Understanding fog-plant interactions at the ecosystem scale using atmospheric carbonyl sulfide
Friday, 18 December 2015: 11:50
3002 (Moscone West)
Ecosystem metabolism is thought to have powerful feedbacks with the climate system as well as direct impacts on individual taxa that rely on ecosystems for food, water, and shelter. Despite the importance of an ecosystem level understanding, climate change impacts on whole ecosystems remains highly uncertain. In particular, coastal fog-dominated regions are a blind spot for whole ecosystem measurements of the land-air-sea exchange of carbon, water, and energy. To address this critical knowledge gap, our inter-displicary team from the University of California's new Institute for the Study of Ecological Effects of Climate Impacts (ISEECI) has launched a next-generation monitoring program along a gradient of UC Natural Reserve System (NRS) sites.
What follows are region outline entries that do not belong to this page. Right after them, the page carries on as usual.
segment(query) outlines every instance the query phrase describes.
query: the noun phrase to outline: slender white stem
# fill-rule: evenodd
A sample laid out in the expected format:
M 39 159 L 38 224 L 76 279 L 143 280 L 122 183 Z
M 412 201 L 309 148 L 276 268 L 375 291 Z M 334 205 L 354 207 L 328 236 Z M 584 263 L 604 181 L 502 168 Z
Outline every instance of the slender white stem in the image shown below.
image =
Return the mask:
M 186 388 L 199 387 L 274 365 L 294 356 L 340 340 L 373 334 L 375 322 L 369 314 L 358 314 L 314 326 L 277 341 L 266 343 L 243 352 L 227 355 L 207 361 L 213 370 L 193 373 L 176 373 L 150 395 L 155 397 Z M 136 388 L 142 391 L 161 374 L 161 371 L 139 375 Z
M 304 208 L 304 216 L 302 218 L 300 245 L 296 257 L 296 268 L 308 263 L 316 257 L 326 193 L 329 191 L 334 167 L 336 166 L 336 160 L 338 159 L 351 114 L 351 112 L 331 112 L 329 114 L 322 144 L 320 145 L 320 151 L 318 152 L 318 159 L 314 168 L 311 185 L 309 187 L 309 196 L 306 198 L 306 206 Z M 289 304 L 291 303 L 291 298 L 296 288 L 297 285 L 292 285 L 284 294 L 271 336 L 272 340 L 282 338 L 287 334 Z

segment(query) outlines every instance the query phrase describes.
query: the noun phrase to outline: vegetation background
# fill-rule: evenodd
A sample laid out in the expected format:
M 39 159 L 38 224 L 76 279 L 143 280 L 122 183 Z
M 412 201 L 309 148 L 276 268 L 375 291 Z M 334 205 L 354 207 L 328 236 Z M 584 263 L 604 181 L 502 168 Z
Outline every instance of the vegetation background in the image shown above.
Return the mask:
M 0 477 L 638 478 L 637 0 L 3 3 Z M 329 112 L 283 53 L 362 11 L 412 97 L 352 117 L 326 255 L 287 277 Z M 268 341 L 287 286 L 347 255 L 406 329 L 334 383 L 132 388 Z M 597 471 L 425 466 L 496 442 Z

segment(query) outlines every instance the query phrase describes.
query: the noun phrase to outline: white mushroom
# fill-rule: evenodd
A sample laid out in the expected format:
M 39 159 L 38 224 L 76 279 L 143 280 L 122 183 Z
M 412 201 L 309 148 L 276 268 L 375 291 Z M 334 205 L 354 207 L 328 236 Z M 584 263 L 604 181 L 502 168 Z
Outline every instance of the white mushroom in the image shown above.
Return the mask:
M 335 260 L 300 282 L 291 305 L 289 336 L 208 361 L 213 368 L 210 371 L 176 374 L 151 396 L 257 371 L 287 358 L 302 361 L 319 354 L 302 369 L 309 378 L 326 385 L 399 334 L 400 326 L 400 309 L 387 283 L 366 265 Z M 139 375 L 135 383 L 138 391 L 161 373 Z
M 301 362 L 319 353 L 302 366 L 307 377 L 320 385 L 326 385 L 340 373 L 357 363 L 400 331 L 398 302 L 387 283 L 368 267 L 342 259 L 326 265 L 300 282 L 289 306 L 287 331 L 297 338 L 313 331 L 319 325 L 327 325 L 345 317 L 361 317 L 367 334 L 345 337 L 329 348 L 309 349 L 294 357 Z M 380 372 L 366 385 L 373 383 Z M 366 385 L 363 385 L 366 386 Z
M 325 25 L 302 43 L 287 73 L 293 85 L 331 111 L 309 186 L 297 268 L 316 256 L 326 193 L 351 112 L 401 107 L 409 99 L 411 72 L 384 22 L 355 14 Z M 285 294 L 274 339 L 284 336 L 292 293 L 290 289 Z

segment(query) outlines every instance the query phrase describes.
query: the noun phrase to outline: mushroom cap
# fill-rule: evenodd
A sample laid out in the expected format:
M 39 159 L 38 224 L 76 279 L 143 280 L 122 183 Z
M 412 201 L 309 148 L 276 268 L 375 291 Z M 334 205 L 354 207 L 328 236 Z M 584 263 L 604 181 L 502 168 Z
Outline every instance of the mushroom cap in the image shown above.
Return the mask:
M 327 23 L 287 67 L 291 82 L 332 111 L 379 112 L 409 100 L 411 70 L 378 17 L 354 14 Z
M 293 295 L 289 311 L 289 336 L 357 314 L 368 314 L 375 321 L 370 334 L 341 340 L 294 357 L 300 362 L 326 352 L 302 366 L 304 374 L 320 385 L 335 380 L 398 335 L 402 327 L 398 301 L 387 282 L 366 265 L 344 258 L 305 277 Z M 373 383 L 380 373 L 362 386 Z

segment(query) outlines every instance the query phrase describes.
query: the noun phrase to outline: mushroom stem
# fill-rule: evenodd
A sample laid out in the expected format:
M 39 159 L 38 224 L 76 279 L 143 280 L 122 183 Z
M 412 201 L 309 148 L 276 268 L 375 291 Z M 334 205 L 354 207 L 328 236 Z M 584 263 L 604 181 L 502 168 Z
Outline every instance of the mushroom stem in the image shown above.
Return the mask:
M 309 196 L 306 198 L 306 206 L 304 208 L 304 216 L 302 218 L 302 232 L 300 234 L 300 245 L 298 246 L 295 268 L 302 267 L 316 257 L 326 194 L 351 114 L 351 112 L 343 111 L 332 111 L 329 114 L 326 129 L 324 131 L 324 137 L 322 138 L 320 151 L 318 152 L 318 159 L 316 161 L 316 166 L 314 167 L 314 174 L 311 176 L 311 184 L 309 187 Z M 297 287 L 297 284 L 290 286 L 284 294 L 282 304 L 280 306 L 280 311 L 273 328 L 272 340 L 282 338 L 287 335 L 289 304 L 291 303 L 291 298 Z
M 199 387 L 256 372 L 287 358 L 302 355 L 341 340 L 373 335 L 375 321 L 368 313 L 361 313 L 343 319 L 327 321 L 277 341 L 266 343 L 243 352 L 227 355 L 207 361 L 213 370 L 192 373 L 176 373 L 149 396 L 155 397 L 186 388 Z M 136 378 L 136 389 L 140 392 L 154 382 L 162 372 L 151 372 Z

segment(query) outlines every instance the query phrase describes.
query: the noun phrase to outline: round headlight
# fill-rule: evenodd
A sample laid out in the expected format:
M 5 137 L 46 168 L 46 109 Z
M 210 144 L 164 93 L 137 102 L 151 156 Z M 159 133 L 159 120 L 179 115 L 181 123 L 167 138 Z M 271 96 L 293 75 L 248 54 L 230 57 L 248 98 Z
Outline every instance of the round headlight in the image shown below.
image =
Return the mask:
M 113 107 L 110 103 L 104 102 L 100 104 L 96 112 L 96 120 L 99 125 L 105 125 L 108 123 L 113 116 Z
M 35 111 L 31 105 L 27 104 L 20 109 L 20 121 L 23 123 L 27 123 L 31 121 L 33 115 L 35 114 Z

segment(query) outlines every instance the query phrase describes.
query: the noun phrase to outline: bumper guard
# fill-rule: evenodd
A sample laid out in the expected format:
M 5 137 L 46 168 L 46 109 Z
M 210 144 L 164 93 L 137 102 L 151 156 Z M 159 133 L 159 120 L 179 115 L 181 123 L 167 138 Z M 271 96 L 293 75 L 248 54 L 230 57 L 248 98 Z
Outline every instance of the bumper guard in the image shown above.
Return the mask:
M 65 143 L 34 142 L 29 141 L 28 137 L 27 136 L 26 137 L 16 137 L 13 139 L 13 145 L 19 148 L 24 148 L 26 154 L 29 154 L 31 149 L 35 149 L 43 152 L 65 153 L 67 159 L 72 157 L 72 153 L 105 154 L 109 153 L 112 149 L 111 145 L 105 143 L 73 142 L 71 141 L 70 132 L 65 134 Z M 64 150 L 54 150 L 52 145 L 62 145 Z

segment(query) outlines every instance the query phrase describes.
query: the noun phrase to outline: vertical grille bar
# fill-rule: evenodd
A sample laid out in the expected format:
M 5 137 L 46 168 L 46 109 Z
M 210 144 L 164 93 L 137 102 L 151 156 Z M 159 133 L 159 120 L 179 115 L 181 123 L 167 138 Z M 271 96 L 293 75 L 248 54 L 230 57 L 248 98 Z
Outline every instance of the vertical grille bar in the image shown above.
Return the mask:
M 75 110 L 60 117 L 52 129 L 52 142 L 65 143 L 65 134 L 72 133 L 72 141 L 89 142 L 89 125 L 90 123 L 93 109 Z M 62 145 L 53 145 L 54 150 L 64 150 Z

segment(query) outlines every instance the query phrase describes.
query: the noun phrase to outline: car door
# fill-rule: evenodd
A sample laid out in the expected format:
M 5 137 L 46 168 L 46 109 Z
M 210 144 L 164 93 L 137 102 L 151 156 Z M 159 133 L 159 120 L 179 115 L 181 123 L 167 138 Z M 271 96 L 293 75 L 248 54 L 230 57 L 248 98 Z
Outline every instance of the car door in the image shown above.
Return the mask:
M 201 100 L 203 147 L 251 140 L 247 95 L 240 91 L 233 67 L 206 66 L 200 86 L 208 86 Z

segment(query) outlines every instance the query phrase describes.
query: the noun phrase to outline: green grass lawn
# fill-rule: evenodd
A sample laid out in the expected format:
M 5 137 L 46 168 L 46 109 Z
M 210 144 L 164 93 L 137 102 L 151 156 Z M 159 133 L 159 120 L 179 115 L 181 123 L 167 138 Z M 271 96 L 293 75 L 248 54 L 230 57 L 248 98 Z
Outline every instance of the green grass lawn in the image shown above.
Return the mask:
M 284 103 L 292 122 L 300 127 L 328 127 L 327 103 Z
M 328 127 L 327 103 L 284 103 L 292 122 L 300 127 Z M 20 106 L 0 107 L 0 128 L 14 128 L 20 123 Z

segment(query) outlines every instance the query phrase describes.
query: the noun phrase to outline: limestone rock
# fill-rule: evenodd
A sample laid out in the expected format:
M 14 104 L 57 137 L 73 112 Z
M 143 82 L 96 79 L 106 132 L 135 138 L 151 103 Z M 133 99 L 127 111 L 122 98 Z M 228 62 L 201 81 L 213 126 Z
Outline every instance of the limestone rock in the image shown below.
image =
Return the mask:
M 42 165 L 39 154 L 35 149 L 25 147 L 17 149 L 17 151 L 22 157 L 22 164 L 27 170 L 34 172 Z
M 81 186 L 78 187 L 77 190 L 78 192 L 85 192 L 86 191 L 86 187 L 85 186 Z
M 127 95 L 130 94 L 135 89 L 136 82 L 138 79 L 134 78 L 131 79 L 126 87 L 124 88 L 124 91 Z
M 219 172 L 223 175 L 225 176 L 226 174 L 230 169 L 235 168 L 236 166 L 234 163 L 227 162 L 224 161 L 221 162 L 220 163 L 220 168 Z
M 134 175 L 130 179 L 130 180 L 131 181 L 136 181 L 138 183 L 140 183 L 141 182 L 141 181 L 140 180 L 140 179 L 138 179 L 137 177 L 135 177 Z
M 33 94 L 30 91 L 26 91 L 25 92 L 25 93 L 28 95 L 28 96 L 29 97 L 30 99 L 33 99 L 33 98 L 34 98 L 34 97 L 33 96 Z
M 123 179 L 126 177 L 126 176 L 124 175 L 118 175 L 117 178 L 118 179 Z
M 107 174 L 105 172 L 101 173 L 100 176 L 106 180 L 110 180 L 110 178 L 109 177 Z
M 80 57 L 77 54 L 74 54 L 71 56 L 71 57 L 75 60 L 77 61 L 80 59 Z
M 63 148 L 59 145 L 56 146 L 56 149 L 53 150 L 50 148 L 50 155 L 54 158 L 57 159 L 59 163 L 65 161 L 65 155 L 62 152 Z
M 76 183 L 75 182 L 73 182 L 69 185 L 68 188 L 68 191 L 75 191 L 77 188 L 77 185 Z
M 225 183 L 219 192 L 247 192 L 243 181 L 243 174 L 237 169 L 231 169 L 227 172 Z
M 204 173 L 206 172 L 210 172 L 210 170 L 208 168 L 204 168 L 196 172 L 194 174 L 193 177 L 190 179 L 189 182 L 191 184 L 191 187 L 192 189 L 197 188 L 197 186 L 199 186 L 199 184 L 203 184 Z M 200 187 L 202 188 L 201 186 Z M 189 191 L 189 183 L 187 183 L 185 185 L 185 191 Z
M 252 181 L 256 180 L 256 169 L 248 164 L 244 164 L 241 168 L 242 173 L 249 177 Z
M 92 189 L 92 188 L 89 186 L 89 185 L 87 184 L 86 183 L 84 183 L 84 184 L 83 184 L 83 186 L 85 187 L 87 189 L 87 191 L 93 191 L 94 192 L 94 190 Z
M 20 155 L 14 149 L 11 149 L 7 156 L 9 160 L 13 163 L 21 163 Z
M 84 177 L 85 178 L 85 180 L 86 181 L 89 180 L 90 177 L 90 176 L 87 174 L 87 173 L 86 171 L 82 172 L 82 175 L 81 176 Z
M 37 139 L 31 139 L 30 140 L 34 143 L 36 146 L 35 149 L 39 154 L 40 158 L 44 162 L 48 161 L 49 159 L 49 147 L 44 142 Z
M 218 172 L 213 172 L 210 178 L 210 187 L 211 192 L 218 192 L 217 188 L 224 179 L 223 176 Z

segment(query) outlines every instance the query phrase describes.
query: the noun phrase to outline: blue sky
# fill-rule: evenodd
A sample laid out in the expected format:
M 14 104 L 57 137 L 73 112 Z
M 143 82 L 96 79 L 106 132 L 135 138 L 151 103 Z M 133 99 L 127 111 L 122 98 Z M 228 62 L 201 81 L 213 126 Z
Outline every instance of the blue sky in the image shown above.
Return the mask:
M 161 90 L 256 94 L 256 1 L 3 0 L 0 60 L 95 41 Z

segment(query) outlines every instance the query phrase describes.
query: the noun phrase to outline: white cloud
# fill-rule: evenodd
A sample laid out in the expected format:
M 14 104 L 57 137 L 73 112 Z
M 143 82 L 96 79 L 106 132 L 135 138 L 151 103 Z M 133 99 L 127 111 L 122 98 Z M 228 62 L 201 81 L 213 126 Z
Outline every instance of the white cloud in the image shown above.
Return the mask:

We leverage recent breakthroughs in atmospheric spectroscopy and mechanistic ecosystem models of carbonyl sulfide that provide an unprecedented opportunity to explore the sustainability of coastal systems. Here we present our next-generation monitoring and regional analysis across a North/South transect of UC-NRS sites that has the potential to provide a new window into fog-dominated ecosystems, both currently and under climate change scenarios.